Bem, um cineasta tem de ser específico e ir além do que foi escrito – mesmo que o autor seja o mais brilhante em língua inglesa de todos os tempos. Você precisa direcionar o material para o que te move, e a ideia de uma comunidade se unindo para enfrentar a escuridão me atrai. O mesmo vale para personagens femininas poderosas – não só Beatrice, que obviamente é um papel forte, mas também papéis de apoio, como Hero, que não podia ser bobinha. Eu queria que suas falas dissessem implicitamente: “Tenho o direito de me erguer e ter voz”. Isso também é muito parte do meu mundo. Então, sim, essa peça envolve muito das temáticas que exploro há algum tempo.

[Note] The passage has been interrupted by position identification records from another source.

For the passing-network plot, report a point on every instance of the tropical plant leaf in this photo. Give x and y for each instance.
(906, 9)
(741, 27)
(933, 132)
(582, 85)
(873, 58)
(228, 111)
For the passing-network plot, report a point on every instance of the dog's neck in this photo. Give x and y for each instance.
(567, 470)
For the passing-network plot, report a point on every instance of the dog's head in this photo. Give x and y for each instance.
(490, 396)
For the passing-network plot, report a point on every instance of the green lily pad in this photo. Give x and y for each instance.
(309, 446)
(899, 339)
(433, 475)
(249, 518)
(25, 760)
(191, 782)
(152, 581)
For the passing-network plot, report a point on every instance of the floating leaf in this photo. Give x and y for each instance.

Filmar Os Vingadores e depois rodar um longa em 12 dias em sua casa. Você acha que o processo de fazer uma produção menor, em um esquema mais de guerrilha, irá alterar a forma como trabalhará em projetos maiores no futuro?
Nunca há tempo o suficiente para trabalhar em algo, não importa se você estiver fazendo em 12 dias ou em 12 meses, de verdade. E a necessidade é sempre mãe da invenção, independentemente do tamanho do projeto. Você precisa disso para ter inspiração criativa. Tivemos bastante problema com Os Vingadores, em termos de fazer malabarismo com cronogramas e construir os cenários em tempo, o que foi uma garantia de que as coisas nunca seriam fáceis. Mas havia dias em que estávamos em locações lindas e perfeitas, e eu simplesmente ficava perdido. Aí nos mexíamos para ir a um lugar muito difícil para filmar – e, então, eu estava no paraíso [risos]. Quanto mais você se choca com as realidades do mundo, mais se vê forçado a tomar decisões criativas que parecem mais críveis ou simplesmente mais empolgantes e arrojadas. Acho que as restrições são em parte o que faz as coisas funcionarem.

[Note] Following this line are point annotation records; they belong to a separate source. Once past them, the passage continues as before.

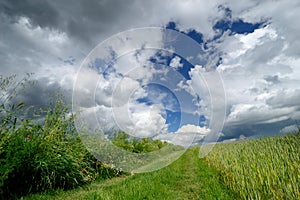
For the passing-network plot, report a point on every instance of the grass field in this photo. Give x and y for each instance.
(267, 168)
(186, 178)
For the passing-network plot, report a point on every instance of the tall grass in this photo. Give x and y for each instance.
(268, 168)
(37, 156)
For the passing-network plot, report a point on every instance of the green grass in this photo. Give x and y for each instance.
(187, 178)
(268, 168)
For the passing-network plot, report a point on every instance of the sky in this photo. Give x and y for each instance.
(172, 70)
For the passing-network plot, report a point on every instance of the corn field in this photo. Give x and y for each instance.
(268, 168)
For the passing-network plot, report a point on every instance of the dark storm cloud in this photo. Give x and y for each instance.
(41, 94)
(83, 20)
(40, 13)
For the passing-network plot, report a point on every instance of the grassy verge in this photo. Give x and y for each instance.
(186, 178)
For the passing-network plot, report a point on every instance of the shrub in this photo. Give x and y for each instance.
(41, 156)
(134, 145)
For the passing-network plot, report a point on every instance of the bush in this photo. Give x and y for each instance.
(36, 157)
(134, 145)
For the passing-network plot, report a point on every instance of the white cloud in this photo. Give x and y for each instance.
(175, 63)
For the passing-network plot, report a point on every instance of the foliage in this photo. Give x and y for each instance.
(187, 178)
(137, 146)
(41, 156)
(267, 168)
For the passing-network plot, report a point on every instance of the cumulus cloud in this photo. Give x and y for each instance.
(260, 70)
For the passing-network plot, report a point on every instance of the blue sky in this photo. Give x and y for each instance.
(252, 45)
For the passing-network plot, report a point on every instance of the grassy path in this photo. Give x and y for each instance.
(187, 178)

Quem é seu público, para quem filma?
Em qualquer coisa que eu faça – seja pequena, seja grande –, tudo se resume a tentar realizar algo para todos. Shakespeare escreveu para as massas, sua obra foi e é incrivelmente popular, e sei que ainda tem gente que não vai ver um filme de Shakespeare, ponto. Mas mostrei o filme para amigos meus e os dois deles me disseram: “Nunca iria ao cinema ver algo assim e, no entanto, adorei”. Não fizemos um filme do tipo [empola a voz] “estamos aqui para declamar majestosamente blá blá”. É uma comédia romântica. As pessoas talvez demorem uns minutos para se ajustar à linguagem, mas [o filme] é sobre duas pessoas que fazem coisas ridículas em nome do amor. Quem não se identifica com isso?